Recipe: Beef Stroganoff


 

 2 (2 pound) grass fed-beef chuck roast, cut into 1/2-inch thick strips (removing most of fat)
 1/2 cup red wine
 1 tablespoon organic extra-virgin olive oil (EV00)
 4 tablespoons organic butter
 1 large organic onion (diced)
 3 cloves organic garlic (minced)
 1 cup sliced organic mushroom
 1/4 cup organic butter
 1/4 cup all-purpose gluten-free flour (Bob’s mill recommended)
 1 1/3 cups organic beef stock
 1 tablespoon Worcestershire sauce
 1 teaspoon stone groud dijan mustard
 2 teaspoons crushed red pepper flakes
 1/3 cup organic sour cream (substitute plain organic yogurt)
 4 oz Organic 365 Neufchatel cream cheese (softened)
 
Place the beef into a large bowl. Stir in the red wine. Marinate for 10 minutes. Reserve the remaining marinade.

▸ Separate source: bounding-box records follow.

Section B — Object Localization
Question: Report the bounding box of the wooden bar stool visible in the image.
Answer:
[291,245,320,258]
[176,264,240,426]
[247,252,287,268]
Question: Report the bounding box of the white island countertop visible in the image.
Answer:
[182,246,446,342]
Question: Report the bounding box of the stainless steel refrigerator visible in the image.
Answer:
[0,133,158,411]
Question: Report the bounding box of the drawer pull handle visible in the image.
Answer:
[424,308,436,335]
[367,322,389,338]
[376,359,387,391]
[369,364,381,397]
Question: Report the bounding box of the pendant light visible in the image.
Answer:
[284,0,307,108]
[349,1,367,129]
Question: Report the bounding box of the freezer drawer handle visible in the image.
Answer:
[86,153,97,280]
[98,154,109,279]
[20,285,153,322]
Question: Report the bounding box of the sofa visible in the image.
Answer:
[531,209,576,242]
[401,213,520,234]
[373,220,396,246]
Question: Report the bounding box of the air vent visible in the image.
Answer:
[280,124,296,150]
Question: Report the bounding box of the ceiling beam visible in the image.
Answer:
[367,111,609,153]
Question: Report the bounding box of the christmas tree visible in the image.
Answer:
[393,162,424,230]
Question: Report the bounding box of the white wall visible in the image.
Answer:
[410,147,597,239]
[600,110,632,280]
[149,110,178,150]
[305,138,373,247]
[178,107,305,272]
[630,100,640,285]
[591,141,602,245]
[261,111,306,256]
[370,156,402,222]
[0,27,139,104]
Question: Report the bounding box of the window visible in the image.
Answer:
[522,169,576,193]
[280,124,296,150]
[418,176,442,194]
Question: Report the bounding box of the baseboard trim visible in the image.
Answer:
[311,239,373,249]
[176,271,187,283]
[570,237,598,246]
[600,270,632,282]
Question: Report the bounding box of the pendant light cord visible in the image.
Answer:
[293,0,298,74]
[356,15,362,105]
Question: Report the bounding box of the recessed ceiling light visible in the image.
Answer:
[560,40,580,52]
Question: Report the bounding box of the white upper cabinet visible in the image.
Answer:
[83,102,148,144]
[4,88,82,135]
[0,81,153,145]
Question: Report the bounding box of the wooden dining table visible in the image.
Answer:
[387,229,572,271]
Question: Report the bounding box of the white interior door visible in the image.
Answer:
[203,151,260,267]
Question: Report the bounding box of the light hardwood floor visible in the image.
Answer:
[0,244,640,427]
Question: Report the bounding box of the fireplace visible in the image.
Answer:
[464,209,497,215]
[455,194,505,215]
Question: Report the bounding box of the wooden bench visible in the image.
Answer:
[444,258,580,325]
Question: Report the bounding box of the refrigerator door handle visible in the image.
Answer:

Heat the olive oil in a large skillet over medium heat. Stir in the beef, cook and stir until browned, then transfer to a plate, 5 to 7 minutes. Drain any remaining grease from the skillet.
Melt 2 tablespoons butter over medium heat. Stir in the onion, garlic, and a pinch of salt. Cook and stir until the onion is soft and translucent. Transfer the onion mixture to the plate with the prepared beef; set aside.
Melt another 2 tablespoons butter in the same skillet over medium heat, and stir in the mushrooms. Cook and stir until the mushrooms are tender, about 10 minutes. Place the cooked mushrooms in a bowl and set aside.
Melt 1/4 cup of butter in the skillet. Whisk in the flour, cook and stir until the flour no longer tastes raw, about 4 minutes. Slowly whisk in the beef stock. Bring to a boil, stirring constantly, then reduce heat to medium low. Pour in the reserved red wine marinade, Worcestershire sauce, prepared mustard, and red pepper flakes, then add the beef and onion mixture. Cover and simmer until the meat is tender, about 1 hour. Season with salt and black pepper.
Stir in the mushrooms, sour cream, and cream cheese about 5 minutes before serving.
 
To make this vegetarian, use vegetable stock instead of beef stock and omit the beef.
 
Serve over gluten free pasta or rice.